Don't worry, there is no legalese involved here—just a reminder of the importance of writing a will and how it relates to smart stewardship of your resources.

-Courtesy of the St. Barnabas Endowment Committee


This post originally appeared in Episcopal Church Foundation Vital Practices Blog.



Most people prefer not talking about death. Consequently, most people die without a written will. So what happens then?


If you don’t have a will the state has already written one for you. And guess how the state will distribute your assets after you die? Lawyers are first in line, of course. Then taxes, creditors, and finally loved ones. Nothing goes to charity.


Also, your survivors get to pay the maximum in estate and inheritance taxes.


With a will you control applicable taxes, you determine what charities you want to be part of your legacy.
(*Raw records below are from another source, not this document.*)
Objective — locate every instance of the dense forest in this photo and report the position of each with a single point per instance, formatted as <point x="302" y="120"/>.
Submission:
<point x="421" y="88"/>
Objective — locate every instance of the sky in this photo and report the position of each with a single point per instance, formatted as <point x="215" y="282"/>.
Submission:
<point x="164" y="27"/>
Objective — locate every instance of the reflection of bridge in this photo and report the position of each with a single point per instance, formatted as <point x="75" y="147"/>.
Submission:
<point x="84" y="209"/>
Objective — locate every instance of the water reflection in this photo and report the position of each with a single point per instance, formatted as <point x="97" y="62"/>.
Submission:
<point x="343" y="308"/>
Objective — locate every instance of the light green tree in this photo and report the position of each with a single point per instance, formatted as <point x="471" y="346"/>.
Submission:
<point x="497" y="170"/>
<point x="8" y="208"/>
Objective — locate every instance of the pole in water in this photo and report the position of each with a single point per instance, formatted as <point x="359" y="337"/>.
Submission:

You release your family from unnecessary turmoil and delay in settling your estate.


If you don’t have a will, make one. If you haven’t looked at your will in a while, check it out. Even the Book of Common Prayer has something to say about wills. On page 445 it reads:


“The minister of the congregation is directed to instruct the people, from time to time, about the duty of Christian parents to make prudent provision for the well-being of their families, and of all persons to make wills while they are in health, arranging for the disposal of their temporal goods, not neglecting, if they are able, to leave bequests for religious and charitable uses.”
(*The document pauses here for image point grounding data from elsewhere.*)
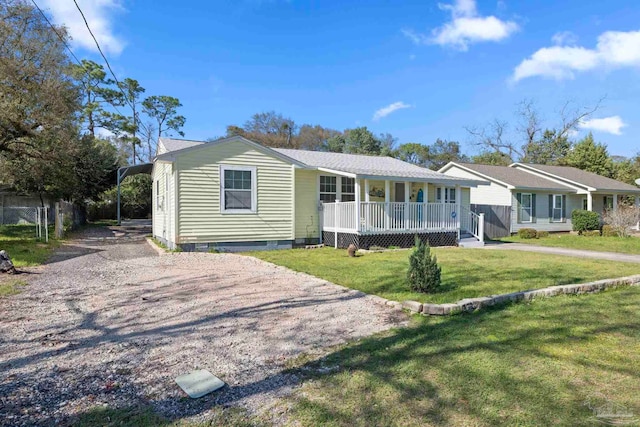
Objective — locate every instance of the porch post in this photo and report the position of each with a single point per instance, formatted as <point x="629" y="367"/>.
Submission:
<point x="357" y="209"/>
<point x="366" y="190"/>
<point x="637" y="205"/>
<point x="407" y="206"/>
<point x="387" y="199"/>
<point x="458" y="213"/>
<point x="335" y="224"/>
Which in a bizarre way reminds me of a joke. A grandfather was sitting on the porch after dinner with his three young grandsons. The older boy asks the grandfather to make the croaking noise that frogs make. “No, not tonight,” he replied. “I’m not feeling that well.” The second grandson continues. “Please, grandpa, you know the noise we mean. We want to hear the frog croak.”


“Not tonight,” grandpa responded, getting a little annoyed. “Why do you insist on my making the frog noise?”


The smallest grandson pipes up. “Well, mommy says that when Grandpa croaks, we all get to go to Disneyworld.”